Speaking to women at different stages of their lives, I’ve learnt that there is a loss of identity through every transition — from a relationship breakdown, to struggling to have children, to having children, to children leaving home.
These initial conversations led to more and I ended up having about 50 chats with women who obviously needed to vent to someone impartial because they felt too vulnerable to share their struggles with their managers.
It became clear that while companies have really great policies in place, there is an absolute disconnect between policy and action. We need to bring these things together in a way that’s authentic.
We distributed a survey among our network and ended up receiving about 730 responses. It blew us away. Some of the stories that came back were shocking and mind-blowingly disappointing. Stories of women being made redundant while on maternity leave or losing their positions when they returned to work.
I then met with some senior executives. They would sit opposite me in their power suits, arms crossed, talking about their parental leave policies. They might have put the policies in place, but at this level, they’re too high to see what is happening on the ground. I shared some verbatim stories from their staff and saw them letting their guard down, melting into their seat. One executive even started making notes. The discussions from there were amazing and spurred us to create some workshops.

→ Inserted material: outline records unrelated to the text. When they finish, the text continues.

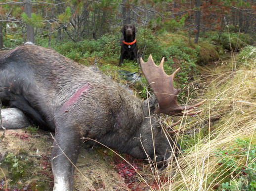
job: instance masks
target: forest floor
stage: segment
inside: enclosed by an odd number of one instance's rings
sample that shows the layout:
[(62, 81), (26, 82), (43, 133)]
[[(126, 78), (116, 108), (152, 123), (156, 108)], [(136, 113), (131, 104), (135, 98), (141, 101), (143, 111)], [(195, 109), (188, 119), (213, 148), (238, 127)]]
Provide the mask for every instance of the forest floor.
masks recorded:
[[(40, 130), (32, 133), (28, 128), (0, 130), (0, 191), (52, 190), (50, 133)], [(120, 154), (144, 175), (151, 186), (154, 184), (145, 161)], [(102, 147), (82, 148), (76, 166), (74, 190), (149, 189), (120, 155)]]

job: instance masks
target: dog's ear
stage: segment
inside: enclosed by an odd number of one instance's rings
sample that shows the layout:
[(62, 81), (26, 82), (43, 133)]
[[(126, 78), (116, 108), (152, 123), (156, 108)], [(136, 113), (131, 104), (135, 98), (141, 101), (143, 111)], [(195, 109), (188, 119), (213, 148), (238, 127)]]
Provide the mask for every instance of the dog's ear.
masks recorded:
[(123, 34), (124, 34), (124, 30), (125, 30), (125, 27), (125, 27), (125, 26), (124, 26), (124, 27), (123, 27), (122, 28), (121, 30), (120, 30), (120, 32), (121, 32), (122, 33), (123, 33)]

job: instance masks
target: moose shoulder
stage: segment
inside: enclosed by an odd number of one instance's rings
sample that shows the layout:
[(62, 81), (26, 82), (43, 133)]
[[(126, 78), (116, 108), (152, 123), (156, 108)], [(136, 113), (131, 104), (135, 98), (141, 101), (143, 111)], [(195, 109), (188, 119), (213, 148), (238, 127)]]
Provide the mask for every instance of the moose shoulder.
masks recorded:
[[(76, 163), (83, 137), (138, 158), (149, 156), (159, 166), (178, 150), (152, 114), (181, 115), (201, 103), (187, 107), (177, 104), (174, 74), (164, 73), (163, 62), (157, 66), (151, 56), (146, 63), (141, 60), (144, 75), (156, 92), (143, 102), (97, 69), (52, 49), (24, 45), (0, 59), (3, 104), (20, 110), (43, 129), (55, 132), (51, 160), (54, 190), (72, 190), (74, 167), (70, 161)], [(160, 106), (155, 108), (158, 102)], [(190, 111), (185, 112), (197, 113)]]

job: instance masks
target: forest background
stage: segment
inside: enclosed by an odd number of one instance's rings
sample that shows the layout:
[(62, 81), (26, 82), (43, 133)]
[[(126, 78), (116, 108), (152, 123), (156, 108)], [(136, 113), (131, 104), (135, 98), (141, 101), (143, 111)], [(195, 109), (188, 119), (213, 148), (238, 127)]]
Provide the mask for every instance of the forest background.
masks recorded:
[[(161, 176), (152, 172), (151, 189), (254, 190), (256, 21), (254, 0), (3, 0), (0, 49), (27, 41), (52, 48), (83, 64), (96, 65), (146, 98), (147, 82), (139, 66), (125, 60), (118, 66), (120, 30), (124, 24), (134, 24), (144, 60), (150, 54), (157, 63), (165, 57), (168, 74), (181, 68), (175, 80), (183, 90), (179, 101), (209, 100), (200, 120), (182, 119), (179, 127), (187, 130), (176, 137), (184, 154), (174, 160), (175, 167), (170, 165), (172, 171)], [(205, 153), (205, 159), (199, 158)], [(5, 164), (13, 165), (13, 156), (22, 160), (16, 153), (8, 154)], [(9, 168), (12, 188), (19, 179), (12, 174), (20, 174), (23, 166)], [(140, 188), (128, 185), (131, 190)]]

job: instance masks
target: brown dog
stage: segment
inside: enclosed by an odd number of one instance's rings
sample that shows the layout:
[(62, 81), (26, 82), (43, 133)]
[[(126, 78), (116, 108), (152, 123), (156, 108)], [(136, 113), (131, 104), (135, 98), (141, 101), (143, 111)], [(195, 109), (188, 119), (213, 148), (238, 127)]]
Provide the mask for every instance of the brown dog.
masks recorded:
[(138, 60), (139, 53), (135, 38), (137, 31), (136, 27), (132, 24), (126, 24), (122, 28), (121, 32), (123, 33), (123, 38), (119, 66), (122, 66), (124, 59)]

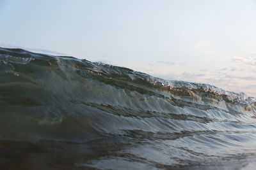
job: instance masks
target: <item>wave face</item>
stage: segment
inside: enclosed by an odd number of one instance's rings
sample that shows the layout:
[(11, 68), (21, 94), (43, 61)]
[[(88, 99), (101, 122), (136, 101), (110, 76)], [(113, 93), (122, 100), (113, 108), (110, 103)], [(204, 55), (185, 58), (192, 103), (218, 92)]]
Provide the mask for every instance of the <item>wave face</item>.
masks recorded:
[[(256, 158), (256, 100), (69, 57), (0, 48), (0, 165), (239, 169)], [(19, 166), (19, 167), (18, 167)]]

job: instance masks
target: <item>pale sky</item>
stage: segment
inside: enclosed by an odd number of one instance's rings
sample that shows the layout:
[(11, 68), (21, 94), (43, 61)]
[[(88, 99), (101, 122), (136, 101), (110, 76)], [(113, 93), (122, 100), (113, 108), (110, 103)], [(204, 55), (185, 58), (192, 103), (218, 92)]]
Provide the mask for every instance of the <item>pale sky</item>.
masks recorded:
[(0, 0), (0, 46), (256, 97), (255, 1)]

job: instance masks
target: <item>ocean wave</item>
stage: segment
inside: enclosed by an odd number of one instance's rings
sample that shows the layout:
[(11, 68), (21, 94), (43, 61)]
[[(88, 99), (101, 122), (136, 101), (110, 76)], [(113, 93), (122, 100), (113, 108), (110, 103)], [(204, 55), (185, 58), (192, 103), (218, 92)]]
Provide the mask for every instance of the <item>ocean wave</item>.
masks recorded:
[(243, 93), (21, 49), (0, 48), (0, 61), (1, 164), (214, 169), (255, 157), (256, 99)]

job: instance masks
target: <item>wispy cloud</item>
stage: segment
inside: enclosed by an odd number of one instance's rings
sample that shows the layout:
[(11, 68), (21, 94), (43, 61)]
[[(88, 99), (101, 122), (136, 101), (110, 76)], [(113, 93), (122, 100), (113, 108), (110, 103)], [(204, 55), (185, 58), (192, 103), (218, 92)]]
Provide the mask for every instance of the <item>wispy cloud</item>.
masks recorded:
[(44, 53), (47, 53), (47, 54), (51, 54), (51, 55), (68, 55), (66, 53), (57, 52), (51, 51), (51, 50), (45, 50), (45, 49), (41, 49), (41, 48), (27, 48), (27, 47), (22, 47), (22, 46), (20, 46), (7, 45), (7, 44), (0, 44), (0, 46), (3, 48), (21, 48), (21, 49), (33, 52)]
[(166, 66), (170, 66), (170, 65), (176, 64), (176, 63), (175, 63), (175, 62), (172, 62), (172, 61), (163, 61), (163, 60), (159, 60), (159, 61), (157, 61), (157, 63), (161, 64), (166, 65)]

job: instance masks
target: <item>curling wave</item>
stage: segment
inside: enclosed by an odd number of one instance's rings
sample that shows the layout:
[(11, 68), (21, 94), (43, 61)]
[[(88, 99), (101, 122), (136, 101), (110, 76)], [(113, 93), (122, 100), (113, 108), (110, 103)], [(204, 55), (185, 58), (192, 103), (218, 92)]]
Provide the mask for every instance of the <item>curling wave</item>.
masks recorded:
[(256, 99), (243, 93), (21, 49), (0, 48), (0, 63), (4, 166), (239, 169), (256, 158)]

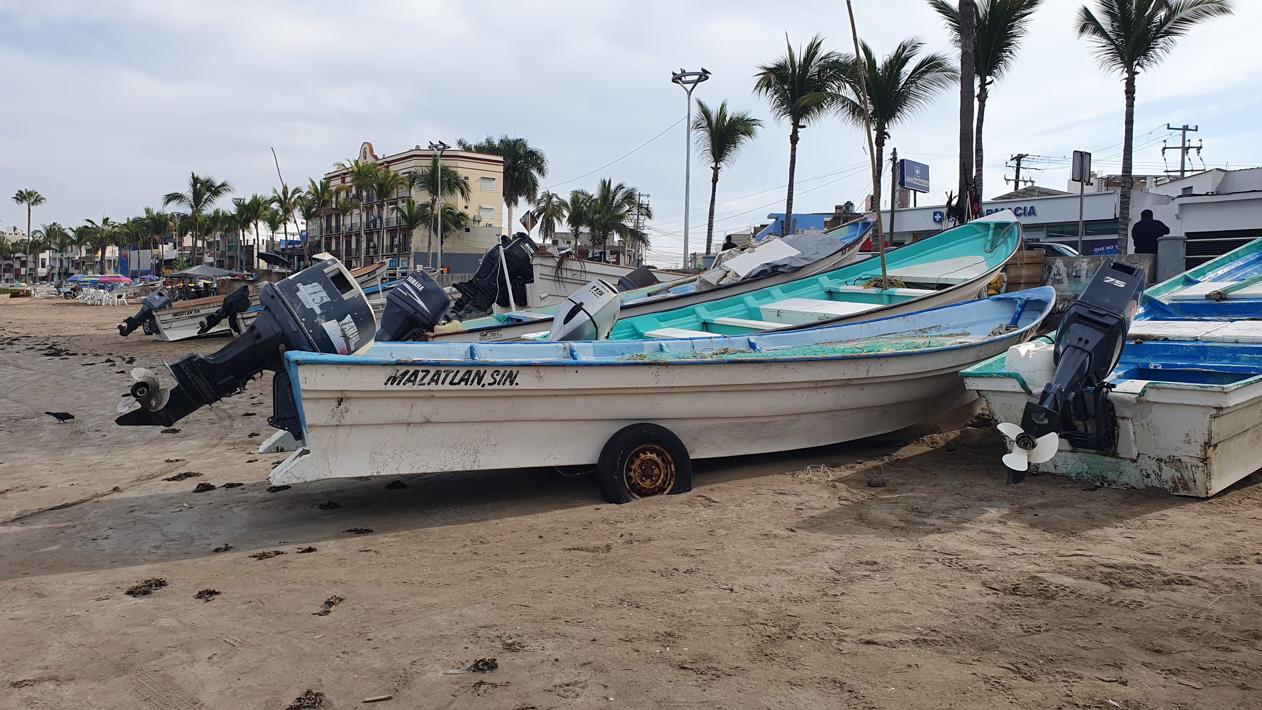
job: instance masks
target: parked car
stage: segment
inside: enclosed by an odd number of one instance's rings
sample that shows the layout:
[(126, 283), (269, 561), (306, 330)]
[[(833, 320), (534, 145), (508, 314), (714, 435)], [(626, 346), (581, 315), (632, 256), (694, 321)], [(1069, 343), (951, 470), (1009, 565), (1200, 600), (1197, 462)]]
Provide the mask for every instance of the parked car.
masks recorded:
[(1040, 249), (1047, 256), (1082, 256), (1076, 249), (1058, 241), (1027, 241), (1026, 250)]

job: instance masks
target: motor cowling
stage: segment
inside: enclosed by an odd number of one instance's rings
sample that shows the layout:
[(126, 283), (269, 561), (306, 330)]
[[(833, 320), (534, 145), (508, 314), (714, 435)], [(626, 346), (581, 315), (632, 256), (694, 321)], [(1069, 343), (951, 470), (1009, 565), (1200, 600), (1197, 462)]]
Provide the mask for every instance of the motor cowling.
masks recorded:
[[(232, 342), (212, 355), (186, 355), (168, 365), (175, 387), (168, 397), (150, 397), (158, 388), (151, 373), (133, 374), (130, 397), (140, 408), (115, 419), (120, 426), (169, 427), (198, 408), (231, 397), (251, 378), (271, 370), (276, 402), (268, 423), (302, 436), (289, 375), (284, 371), (288, 350), (348, 355), (372, 344), (376, 321), (363, 289), (337, 259), (328, 259), (259, 291), (262, 311)], [(276, 398), (278, 393), (286, 397)], [(133, 406), (124, 399), (124, 406)], [(122, 407), (120, 407), (122, 408)]]
[(557, 306), (548, 340), (604, 340), (618, 322), (618, 289), (596, 279)]
[[(170, 298), (160, 291), (155, 291), (149, 296), (140, 299), (140, 311), (130, 318), (122, 318), (119, 323), (119, 335), (126, 337), (131, 335), (131, 331), (140, 326), (148, 326), (154, 320), (154, 311), (162, 311), (163, 308), (170, 308)], [(145, 328), (149, 332), (149, 328)]]
[(411, 272), (386, 294), (377, 342), (408, 340), (416, 331), (430, 332), (451, 307), (447, 291), (425, 272)]

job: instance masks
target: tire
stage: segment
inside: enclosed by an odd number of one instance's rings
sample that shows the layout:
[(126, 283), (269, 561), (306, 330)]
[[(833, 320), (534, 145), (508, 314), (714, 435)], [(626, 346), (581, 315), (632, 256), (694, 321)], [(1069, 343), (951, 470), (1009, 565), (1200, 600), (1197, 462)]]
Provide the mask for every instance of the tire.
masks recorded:
[(658, 424), (631, 424), (604, 442), (596, 483), (615, 504), (693, 489), (693, 460), (679, 437)]

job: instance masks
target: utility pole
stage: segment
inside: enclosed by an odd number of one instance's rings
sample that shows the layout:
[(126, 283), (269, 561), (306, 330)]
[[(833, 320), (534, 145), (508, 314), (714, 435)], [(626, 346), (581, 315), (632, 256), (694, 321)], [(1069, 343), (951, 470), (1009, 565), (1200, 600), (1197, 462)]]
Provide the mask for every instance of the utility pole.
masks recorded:
[[(1026, 158), (1030, 158), (1030, 157), (1031, 155), (1029, 153), (1018, 153), (1018, 154), (1012, 155), (1011, 158), (1008, 158), (1008, 160), (1011, 160), (1012, 163), (1015, 163), (1016, 176), (1011, 181), (1007, 178), (1007, 176), (1005, 176), (1003, 177), (1003, 182), (1011, 182), (1013, 184), (1013, 187), (1016, 187), (1017, 190), (1021, 190), (1021, 162), (1025, 160)], [(1027, 178), (1026, 182), (1029, 184), (1034, 184), (1032, 179)]]
[[(1185, 177), (1188, 174), (1188, 152), (1196, 150), (1196, 154), (1200, 155), (1200, 149), (1205, 147), (1204, 140), (1198, 141), (1196, 145), (1188, 145), (1188, 134), (1199, 131), (1200, 125), (1194, 125), (1189, 128), (1188, 124), (1184, 124), (1182, 126), (1172, 126), (1170, 124), (1166, 124), (1166, 130), (1179, 131), (1180, 134), (1179, 148), (1174, 148), (1172, 145), (1171, 147), (1162, 145), (1161, 157), (1162, 158), (1166, 157), (1166, 150), (1179, 150), (1179, 177)], [(1166, 172), (1172, 173), (1174, 171), (1166, 171)]]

The workshops focus on educating and supporting managers to better understand and support staff going through parental leave. There is then be the option of offering their top talent some coaching. Instead of penalising people for having children, they can learn to work with them so they become happier, more productive and loyal employees. A lot of women who hope to be with their organisation long-term are leaving based on a bad maternity leave experience and a lack of support. Yes, there are budgets to meet and a lot of work to be done, but if managers can lead their teams with empathy, the outcomes will be beneficial for both parties.
Dan and I are exhausted because we are often working on Empathic Consulting until 11 at night. But it’s not the depressed sort of fatigue I experienced years ago. It’s an excited fatigue.
And, after nearly ten years, I’m now pregnant. My energy has shifted though. Of course the baby is so important — we’ve both wanted this for so long — but when you fill your world with things you’re passionate about, it can’t be the only focus.
It’s important to pay attention to the things that you value because you never know what’s going to happen in the future. If your relationship falls apart or your fertility treatment doesn’t work or if a loved one dies, you still have the core basis of who you are. And while it’s going to be tough and you’re going to need guts, your values can get you through your grief.
On the other side of my divorce when I was ready to gain some perspective I signed up for a Hands Across the Water bike ride. This meant riding 800km across Thailand and raising $10,000 for the charity. I could never have imagined meeting my now-husband Dan, on that first ride.
Hands Across the Water will always be a fundamental part of who we are as a couple. We found it separately, but it brought us together. Before I fell pregnant, we already felt like parents to the 300 children in Thailand we support. We even eloped to a Hands home in rural north Thailand that supports kids with HIV. And while we have our own little baby on the way, we will always think of the Hands family in Thailand as our own.
I lost my own Mum when I was six and going through a childhood trauma like that, I developed a certain resilience to get on with life when there were awful things happening around me.
I’ve always held a belief that everybody is going through some type of trauma. This sort of perspective helped me recognise that even when something shitty is happening, there is still happiness around me. I’ve learnt to sit in a head-space of whatever happens, happens!”